English text:Open Sourcing Photon ML: LinkedIn & rsquo; s Scalable Machine Learning Library for Spark

Machine learning is a key component of LinkedIn company related marketing. They use machine learning to feed, advertising, recommendation systems (such asPeople You May Know), Mail optimization, search engine ranking algorithm training. A little deeper you can see an example of the feed stream to achieve LinkedIn [Part of a,Part two], Related to how to apply machine learning to feed stream ordering.

These algorithms play an important role in enhancing the user experience, so they need to provide a machine learning tool engineers a simple and easy to use, so that engineers can create high-quality machine learning model and the model can be quickly applied to large data sets. To meet this demand, LinkedIn Photon developed a machine learning. Photon Machine Learning Support Apache Spark, quickly process vast amounts of data through a combination of capacity and strong Spark model training and diagnostic tools, Photon machine learning research engineers to provide more information to the decision which type of recommendation system algorithm.
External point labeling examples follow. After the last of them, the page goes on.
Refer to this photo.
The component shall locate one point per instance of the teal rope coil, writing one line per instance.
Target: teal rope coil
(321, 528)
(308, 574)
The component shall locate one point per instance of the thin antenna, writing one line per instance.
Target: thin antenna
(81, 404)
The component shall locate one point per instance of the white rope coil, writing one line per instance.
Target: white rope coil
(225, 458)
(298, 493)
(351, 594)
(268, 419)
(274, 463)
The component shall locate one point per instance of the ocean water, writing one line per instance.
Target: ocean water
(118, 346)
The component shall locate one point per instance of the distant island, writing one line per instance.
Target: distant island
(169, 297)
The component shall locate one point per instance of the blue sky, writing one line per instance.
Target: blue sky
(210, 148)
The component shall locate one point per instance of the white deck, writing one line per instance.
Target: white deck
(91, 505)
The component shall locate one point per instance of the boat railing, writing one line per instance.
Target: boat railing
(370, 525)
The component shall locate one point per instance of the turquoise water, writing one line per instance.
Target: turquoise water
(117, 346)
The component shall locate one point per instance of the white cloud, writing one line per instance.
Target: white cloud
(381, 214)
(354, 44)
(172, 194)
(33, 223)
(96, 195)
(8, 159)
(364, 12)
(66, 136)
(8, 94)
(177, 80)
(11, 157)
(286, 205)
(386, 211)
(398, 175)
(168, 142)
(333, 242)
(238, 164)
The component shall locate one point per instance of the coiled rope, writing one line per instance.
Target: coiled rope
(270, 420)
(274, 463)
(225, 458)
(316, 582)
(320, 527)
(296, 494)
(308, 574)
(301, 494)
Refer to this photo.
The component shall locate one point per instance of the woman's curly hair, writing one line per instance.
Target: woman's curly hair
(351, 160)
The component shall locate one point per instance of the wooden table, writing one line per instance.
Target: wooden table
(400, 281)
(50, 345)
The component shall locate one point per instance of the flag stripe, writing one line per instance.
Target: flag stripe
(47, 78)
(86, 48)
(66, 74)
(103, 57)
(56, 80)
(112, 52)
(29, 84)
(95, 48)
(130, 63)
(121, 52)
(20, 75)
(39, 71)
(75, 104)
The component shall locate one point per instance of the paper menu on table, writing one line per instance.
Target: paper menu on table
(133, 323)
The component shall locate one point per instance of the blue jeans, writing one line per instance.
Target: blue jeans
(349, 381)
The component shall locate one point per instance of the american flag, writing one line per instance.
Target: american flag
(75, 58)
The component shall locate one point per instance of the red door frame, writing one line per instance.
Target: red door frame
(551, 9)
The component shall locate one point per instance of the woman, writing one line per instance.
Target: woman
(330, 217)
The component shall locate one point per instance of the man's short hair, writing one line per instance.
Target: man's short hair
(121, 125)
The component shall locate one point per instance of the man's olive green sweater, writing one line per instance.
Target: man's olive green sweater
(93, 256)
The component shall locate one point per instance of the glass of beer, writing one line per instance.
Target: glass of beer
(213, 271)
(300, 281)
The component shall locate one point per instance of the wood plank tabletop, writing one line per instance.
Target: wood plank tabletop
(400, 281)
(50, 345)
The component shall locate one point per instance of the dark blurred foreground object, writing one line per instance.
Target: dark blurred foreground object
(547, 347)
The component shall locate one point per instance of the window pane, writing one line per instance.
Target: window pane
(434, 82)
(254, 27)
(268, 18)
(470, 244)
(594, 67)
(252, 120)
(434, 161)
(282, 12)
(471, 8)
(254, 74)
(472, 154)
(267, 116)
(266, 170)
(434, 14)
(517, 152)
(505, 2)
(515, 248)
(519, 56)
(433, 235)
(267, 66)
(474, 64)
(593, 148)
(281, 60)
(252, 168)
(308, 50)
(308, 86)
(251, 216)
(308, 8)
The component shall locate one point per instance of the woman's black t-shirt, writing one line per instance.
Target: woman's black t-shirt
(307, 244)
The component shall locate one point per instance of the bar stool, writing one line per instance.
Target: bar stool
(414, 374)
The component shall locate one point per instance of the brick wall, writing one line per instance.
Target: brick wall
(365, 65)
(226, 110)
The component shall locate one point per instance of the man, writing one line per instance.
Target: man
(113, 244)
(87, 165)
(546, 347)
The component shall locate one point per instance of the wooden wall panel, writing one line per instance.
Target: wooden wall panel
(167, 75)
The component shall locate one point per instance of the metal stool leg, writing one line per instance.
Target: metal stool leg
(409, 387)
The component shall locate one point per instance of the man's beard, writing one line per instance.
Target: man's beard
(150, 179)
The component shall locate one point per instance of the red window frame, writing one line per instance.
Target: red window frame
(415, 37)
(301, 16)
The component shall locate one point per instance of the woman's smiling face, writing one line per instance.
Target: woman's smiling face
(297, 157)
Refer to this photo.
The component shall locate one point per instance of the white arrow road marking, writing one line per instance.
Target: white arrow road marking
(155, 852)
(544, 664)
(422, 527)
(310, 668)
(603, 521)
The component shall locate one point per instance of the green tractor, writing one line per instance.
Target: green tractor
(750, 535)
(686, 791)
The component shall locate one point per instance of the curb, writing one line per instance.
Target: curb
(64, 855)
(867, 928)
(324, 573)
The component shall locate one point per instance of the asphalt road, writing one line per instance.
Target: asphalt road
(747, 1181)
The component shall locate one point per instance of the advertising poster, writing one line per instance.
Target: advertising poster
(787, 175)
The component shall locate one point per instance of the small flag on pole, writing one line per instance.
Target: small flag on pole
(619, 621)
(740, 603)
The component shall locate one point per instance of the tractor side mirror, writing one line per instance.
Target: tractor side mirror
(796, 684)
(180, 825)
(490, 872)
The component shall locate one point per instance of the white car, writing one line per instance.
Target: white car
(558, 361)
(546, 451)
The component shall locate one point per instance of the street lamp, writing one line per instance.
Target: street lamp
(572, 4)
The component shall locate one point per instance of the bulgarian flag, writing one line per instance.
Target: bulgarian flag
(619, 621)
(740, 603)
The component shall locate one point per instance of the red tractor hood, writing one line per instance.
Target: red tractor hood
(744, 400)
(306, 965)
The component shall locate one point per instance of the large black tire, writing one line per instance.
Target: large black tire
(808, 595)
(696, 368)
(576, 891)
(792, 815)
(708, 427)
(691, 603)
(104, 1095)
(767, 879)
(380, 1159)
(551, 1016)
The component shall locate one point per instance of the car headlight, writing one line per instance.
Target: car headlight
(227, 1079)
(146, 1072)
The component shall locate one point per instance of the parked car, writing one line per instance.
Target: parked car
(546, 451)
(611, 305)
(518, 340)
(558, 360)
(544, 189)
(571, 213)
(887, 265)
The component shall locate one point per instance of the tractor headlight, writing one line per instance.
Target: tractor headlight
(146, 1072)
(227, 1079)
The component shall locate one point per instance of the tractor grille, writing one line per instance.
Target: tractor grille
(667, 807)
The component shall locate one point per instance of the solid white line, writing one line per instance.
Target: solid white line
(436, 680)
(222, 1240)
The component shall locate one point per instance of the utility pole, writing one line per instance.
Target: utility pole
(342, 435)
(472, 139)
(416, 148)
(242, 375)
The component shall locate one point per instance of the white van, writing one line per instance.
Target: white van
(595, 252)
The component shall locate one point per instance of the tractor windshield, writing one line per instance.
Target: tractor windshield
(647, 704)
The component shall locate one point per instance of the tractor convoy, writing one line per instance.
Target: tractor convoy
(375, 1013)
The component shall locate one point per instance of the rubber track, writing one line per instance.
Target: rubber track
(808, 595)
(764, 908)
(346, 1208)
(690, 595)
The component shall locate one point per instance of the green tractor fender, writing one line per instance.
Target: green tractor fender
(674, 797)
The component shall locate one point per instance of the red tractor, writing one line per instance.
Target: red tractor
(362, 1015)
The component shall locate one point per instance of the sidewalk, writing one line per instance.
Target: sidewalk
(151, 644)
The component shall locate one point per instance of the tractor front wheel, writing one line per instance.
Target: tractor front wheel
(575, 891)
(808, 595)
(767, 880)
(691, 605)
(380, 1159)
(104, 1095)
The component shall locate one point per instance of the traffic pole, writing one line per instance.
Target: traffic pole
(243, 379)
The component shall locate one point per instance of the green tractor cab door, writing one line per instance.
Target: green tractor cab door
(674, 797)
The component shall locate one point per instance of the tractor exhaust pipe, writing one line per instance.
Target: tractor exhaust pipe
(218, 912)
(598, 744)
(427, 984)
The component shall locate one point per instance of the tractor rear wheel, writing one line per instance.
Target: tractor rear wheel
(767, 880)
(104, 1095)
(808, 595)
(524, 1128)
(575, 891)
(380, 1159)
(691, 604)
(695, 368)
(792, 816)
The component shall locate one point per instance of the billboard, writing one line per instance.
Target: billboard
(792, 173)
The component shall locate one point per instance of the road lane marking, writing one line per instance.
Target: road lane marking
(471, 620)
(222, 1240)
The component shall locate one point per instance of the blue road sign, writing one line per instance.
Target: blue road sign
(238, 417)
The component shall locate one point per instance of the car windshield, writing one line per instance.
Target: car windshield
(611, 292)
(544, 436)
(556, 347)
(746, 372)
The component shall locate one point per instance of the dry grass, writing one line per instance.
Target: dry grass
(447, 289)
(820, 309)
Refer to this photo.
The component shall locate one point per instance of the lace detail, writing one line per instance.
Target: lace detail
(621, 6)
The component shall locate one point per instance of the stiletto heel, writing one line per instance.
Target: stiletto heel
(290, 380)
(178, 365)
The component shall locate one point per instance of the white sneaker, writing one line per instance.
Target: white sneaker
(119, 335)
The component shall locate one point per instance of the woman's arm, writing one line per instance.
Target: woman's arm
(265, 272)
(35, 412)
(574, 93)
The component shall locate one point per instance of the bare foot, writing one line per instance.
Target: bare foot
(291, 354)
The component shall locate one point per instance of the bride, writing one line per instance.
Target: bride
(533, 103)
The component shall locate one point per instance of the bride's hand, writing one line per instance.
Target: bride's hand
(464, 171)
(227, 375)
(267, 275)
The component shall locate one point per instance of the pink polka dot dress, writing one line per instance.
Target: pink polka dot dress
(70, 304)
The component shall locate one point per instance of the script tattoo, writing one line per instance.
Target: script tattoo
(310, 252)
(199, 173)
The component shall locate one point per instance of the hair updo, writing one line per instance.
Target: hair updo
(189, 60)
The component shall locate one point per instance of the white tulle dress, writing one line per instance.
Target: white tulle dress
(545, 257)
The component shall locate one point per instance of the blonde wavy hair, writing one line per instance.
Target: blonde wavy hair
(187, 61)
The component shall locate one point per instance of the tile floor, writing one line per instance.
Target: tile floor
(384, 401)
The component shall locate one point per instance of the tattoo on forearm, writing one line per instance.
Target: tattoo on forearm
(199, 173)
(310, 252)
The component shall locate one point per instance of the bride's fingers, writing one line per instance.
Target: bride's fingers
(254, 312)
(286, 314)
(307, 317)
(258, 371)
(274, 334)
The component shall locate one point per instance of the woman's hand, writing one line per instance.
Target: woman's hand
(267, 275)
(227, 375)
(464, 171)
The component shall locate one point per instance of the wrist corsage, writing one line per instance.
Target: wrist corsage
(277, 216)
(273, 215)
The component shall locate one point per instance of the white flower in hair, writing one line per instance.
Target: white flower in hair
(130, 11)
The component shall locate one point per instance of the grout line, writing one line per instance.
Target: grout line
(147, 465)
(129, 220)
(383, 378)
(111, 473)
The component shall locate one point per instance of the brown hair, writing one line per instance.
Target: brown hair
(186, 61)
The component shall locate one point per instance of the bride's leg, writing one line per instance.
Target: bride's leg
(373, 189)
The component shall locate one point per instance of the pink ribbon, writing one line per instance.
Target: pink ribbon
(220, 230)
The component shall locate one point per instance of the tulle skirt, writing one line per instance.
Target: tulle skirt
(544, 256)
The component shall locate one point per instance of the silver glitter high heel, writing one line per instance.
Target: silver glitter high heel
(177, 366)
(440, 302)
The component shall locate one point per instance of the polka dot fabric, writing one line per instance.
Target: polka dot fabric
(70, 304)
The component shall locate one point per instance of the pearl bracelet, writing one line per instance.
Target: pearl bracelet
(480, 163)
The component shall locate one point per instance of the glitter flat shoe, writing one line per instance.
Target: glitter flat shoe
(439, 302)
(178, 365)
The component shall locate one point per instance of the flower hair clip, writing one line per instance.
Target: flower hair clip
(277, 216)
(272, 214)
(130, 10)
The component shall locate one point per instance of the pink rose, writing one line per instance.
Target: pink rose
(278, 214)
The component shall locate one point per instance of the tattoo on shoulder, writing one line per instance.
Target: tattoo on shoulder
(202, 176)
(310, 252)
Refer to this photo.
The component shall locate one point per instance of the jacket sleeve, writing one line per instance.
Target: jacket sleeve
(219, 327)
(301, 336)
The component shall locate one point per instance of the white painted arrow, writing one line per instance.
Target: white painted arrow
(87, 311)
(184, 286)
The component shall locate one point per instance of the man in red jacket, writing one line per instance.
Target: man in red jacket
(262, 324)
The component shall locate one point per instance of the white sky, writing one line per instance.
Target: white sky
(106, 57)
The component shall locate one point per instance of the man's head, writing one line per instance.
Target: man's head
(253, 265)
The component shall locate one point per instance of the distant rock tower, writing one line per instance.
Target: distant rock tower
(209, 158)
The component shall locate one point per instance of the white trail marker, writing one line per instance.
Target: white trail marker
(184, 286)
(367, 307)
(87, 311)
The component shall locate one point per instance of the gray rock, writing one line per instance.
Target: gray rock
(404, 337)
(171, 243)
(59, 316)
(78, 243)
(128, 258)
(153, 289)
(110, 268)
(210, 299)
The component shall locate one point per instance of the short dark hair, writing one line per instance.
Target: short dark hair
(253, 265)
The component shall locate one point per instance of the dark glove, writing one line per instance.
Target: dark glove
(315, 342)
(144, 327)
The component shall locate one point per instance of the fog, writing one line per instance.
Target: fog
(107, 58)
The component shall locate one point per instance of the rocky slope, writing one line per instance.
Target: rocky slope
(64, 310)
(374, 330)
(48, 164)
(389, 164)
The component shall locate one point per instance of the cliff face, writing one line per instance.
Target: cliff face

Photon machine learning in many different areas of research engineers to provide a wide range of value nowAlready open.

What Photon Machine learning is?

Photon mass regression machine learning to provide support, the support band L1, L2 and elastic-net regularized linear regression, logistic regression and Poisson regression. Photon machine learning provide alternative diagnostic model, create a table to help diagnose problems fitting model and optimization. Photon machine learning to achieve a generalized mixed effect model experimental nature, will be described in detail below.

In Photon machine learning how to use LinkedIn?

A typical machine learning systems represented in the following flowchart. The first stage is pre-processing of data, clear data from the online system, create tables, feature extraction. The next stage is the application of machine learning algorithms to recommend learning system or search system function to get a good score, and then select the best model. Finally, the optimal model online A / B test publisher to test its impact on the user experience.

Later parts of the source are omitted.